Tempo
|

Cozinhar um livro e descobrir literatura num prato

09 jan, 2015 • Maria João Costa

Afinal, escrever um livro e cozinhar têm algo em comum. Foi isso que descobrimos no Ensaio Geral da Renascença gravado ao vivo na Livraria Ferin, numa parceria com a Booktailors em que entrevistamos a escritora Patricia Reis e o chéf de cozinha Ljubomir Stanisic.  

Cozinhar um livro e descobrir literatura num prato
A "obra de arte" é do Chef Ljubomir Stanisic: salmonete com quinoa. O Renato Duarte, claro, não resistiu e provou... ou melhor, comeu até ao fim!
Até do fiambre da perna extra falaram. A escritora Patricia Reis e o chéf de cozinha Ljubomir Stanisic não trocaram receitas mas descobriram que há afinal ingredientes comuns entre a arte da escrita e a arte da cozinha. No programa da Renascença Ensaio Geral gravado ao vivo na Livraria Ferin, no Chiado, numa parceria com a Booktailors a autora do livro “Contracorpo” começou por afirmar que “a matéria para a escrita é como a matéria para a cozinha. Abre-se a dispensa e faz-se com o que há.” Patricia Reis considera que na escrita há também um “processo de prazer” que “pode ser de salvação relativamente ao mundo porque é uma forma de estar isolado dos outros”.

O chéf do grupo de restaurantes “100 Maneiras” confessou que não tinha pensado no paralelismo entre cozinha e literatura. Ljubomir Stanisic, nascido na antiga Jugoslávia vive em Portugal desde 1997. Para ele afirma, “tudo é cozinha”. O chéf que aos microfones da Renascença deixou escapar que rouba pimenta rosa dos Jardins da Gulbenkian em Lisboa, explicou que também lê e muito. Para se ser um bom chéf no seu entender, há que ler inclusivamente livros de medicina e anatomia para se saber onde cortar a carne por exemplo.

Foi aqui que a autora Patricia Reis tomou as rédeas da entrevista e perguntou a Ljubomir o que é afinal o fiambre da perna extra? O chéf deu uma resposta minuciosa sobre o processo de fazer fiambre que mete enzimas à mistura, o que levou Patricia Reis a concluir que o melhor mesmo é só comer o fiambre da perna extra onde estão “as carnes mais nobres”, garantiu o chéf e que têm um tratamento especial.

A situação nos Balcãs foi também tema de conversa. O chéf que fugiu à guerra e admitiu ter passado fome lembrou os cozinhados da sua mãe em tempos de escassez que fazia magia com uma batata e ortigas.

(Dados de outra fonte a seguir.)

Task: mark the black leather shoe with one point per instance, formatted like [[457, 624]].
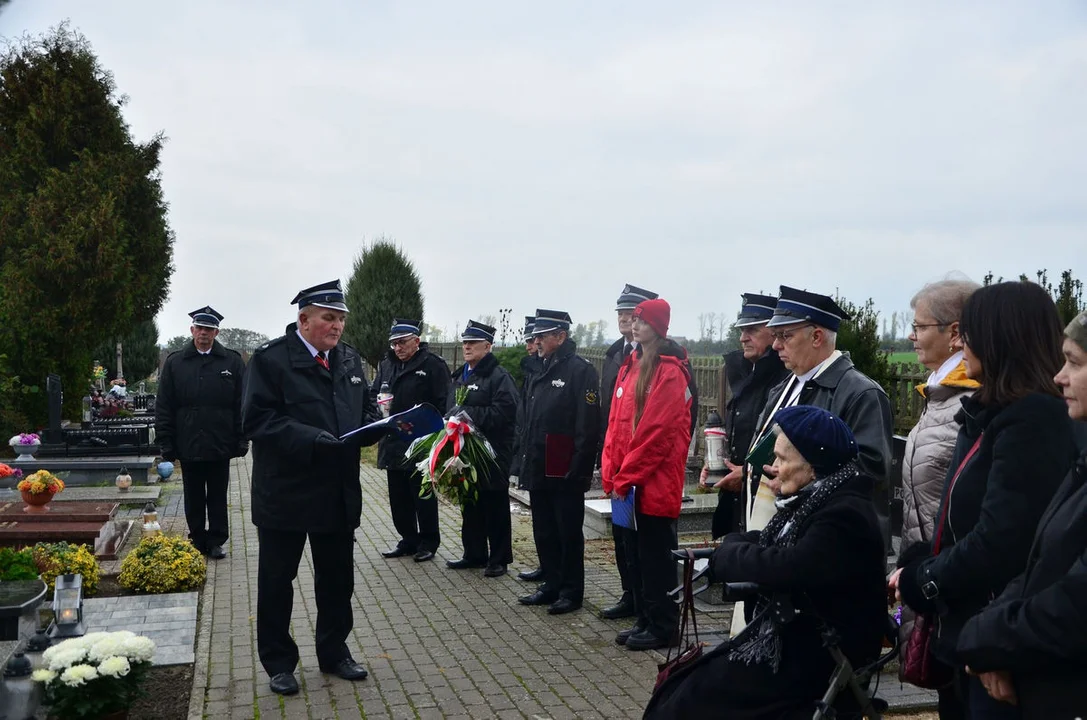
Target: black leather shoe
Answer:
[[539, 597], [284, 684], [464, 563], [347, 669], [623, 635], [563, 605], [622, 609], [647, 641], [495, 571]]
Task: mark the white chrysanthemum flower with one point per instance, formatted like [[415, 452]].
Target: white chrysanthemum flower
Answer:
[[44, 675], [114, 667], [78, 674], [66, 657]]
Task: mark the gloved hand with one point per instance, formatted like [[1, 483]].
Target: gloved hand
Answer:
[[325, 442]]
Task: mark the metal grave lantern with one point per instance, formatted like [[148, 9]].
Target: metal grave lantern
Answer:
[[716, 445], [67, 607]]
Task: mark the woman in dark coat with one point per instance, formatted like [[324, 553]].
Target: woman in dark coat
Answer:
[[1013, 448], [1029, 647], [823, 548]]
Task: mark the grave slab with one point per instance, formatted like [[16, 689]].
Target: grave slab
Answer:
[[170, 620]]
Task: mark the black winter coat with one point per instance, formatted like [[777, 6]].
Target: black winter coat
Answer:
[[846, 392], [289, 399], [561, 431], [994, 509], [198, 410], [423, 379], [491, 404], [836, 570], [1037, 629]]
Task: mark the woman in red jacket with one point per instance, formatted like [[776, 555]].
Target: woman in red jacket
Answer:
[[646, 452]]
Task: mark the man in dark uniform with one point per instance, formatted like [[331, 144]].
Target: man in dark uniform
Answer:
[[489, 398], [303, 390], [198, 421], [529, 365], [561, 436], [628, 299], [751, 373], [413, 375], [806, 331]]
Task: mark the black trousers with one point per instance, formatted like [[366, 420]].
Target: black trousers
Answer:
[[280, 551], [415, 519], [620, 535], [204, 483], [558, 516], [652, 573], [487, 529]]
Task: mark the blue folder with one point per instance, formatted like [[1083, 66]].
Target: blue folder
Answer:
[[623, 511]]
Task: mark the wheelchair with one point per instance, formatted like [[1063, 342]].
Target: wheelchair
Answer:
[[845, 679]]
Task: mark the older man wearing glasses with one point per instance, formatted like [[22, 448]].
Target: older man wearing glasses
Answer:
[[804, 327], [412, 374]]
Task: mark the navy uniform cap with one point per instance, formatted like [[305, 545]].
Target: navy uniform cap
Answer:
[[403, 327], [757, 310], [550, 320], [632, 296], [795, 307], [205, 317], [328, 295], [476, 332]]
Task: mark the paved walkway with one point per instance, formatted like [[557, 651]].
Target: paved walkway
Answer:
[[438, 643]]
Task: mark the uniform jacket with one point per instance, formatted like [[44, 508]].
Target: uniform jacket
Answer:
[[846, 392], [423, 379], [561, 423], [491, 404], [651, 456], [1037, 629], [289, 399], [198, 410], [992, 510], [928, 451]]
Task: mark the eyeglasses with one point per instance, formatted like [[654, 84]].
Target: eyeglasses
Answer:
[[915, 326], [787, 335]]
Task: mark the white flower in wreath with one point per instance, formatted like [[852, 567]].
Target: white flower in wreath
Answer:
[[78, 674], [114, 667]]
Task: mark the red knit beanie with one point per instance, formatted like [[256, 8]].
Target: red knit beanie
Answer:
[[656, 313]]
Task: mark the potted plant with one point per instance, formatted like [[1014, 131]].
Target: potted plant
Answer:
[[95, 677], [25, 446], [38, 488]]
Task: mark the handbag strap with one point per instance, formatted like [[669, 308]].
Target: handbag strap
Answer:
[[947, 498]]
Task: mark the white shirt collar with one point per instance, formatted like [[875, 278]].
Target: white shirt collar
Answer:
[[313, 350], [945, 370]]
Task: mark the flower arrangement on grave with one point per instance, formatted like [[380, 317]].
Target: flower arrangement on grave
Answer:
[[95, 675], [17, 565], [451, 459], [39, 483], [163, 563], [53, 559]]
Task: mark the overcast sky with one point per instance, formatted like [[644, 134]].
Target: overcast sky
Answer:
[[544, 156]]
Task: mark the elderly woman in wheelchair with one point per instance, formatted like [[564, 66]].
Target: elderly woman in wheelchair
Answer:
[[817, 617]]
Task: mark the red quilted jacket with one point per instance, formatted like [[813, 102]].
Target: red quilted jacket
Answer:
[[653, 456]]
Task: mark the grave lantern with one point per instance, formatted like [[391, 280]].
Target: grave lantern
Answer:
[[67, 607], [124, 480], [715, 445]]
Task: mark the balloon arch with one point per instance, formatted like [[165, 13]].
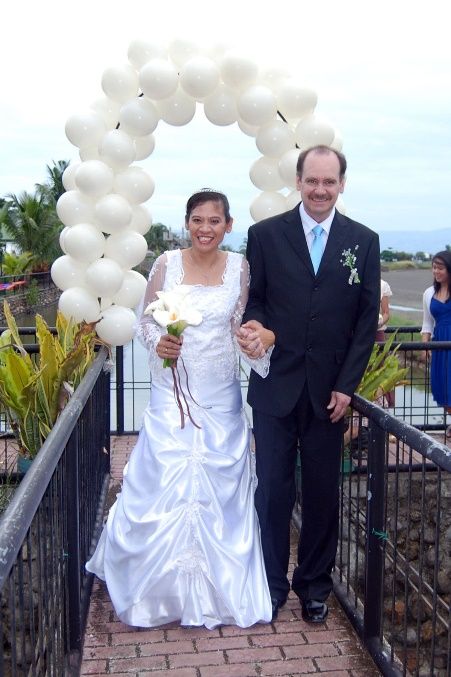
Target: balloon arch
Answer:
[[103, 208]]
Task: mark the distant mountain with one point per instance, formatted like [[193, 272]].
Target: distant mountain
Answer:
[[429, 241]]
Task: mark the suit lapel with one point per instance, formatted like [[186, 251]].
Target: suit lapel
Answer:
[[335, 242], [294, 232]]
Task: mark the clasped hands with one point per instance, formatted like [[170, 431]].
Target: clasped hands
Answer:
[[254, 340]]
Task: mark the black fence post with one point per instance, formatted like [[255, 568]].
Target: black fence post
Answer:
[[120, 390], [372, 620], [73, 544]]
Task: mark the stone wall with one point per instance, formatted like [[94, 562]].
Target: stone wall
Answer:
[[417, 577]]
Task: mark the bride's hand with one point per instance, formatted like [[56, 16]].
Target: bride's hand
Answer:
[[169, 347]]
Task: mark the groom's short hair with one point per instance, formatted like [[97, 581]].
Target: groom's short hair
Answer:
[[322, 150]]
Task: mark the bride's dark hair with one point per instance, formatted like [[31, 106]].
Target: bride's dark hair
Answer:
[[207, 195]]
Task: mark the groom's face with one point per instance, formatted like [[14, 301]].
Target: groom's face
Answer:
[[320, 184]]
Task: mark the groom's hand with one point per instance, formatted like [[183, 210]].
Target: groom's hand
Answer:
[[254, 339], [338, 404]]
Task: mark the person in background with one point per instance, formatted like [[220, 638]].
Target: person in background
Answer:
[[384, 311], [388, 399], [437, 326]]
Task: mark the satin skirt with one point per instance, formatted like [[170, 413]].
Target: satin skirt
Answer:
[[182, 541]]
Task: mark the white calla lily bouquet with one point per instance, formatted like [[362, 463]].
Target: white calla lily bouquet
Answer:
[[173, 311]]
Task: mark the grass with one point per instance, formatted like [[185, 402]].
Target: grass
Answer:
[[405, 265]]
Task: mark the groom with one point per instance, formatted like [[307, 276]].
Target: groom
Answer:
[[315, 282]]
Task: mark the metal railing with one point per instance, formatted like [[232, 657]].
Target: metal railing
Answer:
[[393, 569], [46, 535]]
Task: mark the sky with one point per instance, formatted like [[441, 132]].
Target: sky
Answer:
[[382, 72]]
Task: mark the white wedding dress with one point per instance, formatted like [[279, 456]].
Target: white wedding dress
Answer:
[[182, 541]]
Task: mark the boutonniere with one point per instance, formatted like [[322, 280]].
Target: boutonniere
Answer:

Sobre a actual condição da região, Ljubomir diz que “quanto mais a Europa se mete, pior é” e lamentou hoje quando viaja para a sua antiga Jugoslávia ter de passar muitas fronteiras.

Interrogada sobre o atentado de Paris contra o jornal Charlie Hebdo, a escritora Patricia Reis afirmou que “não é só a liberdade de expressão que foi atacada. É a nossa identidade e tradição judaico-cristã que foi atacada”. A autora de “Por Este Mundo Acima” sublinhou que “triste é o ataque ao humor, porque o humor é o acto mais inteligente na nossa existência” e concluiu que se tratou de um “ataque ao valor da liberdade que a França nos deu”.

Questionada por Guilherme d’Oliveira Martins, presidente do Centro Nacional de Cultura e colaborador do Ensaio Geral, sobre qual o motor de entusiasmo que falta ao país para combater a depressão geral, Patricia Reis explicou que se deve começar pelo “fim da queixa”, juntar “boas práticas de cidadania” e uma aposta na cultura que passa pela criação de um Ministério da cultura. A autora considera que temos mais de 800 anos de história e como tal precisamos de ter a dignidade de ter um Ministério da Cultura.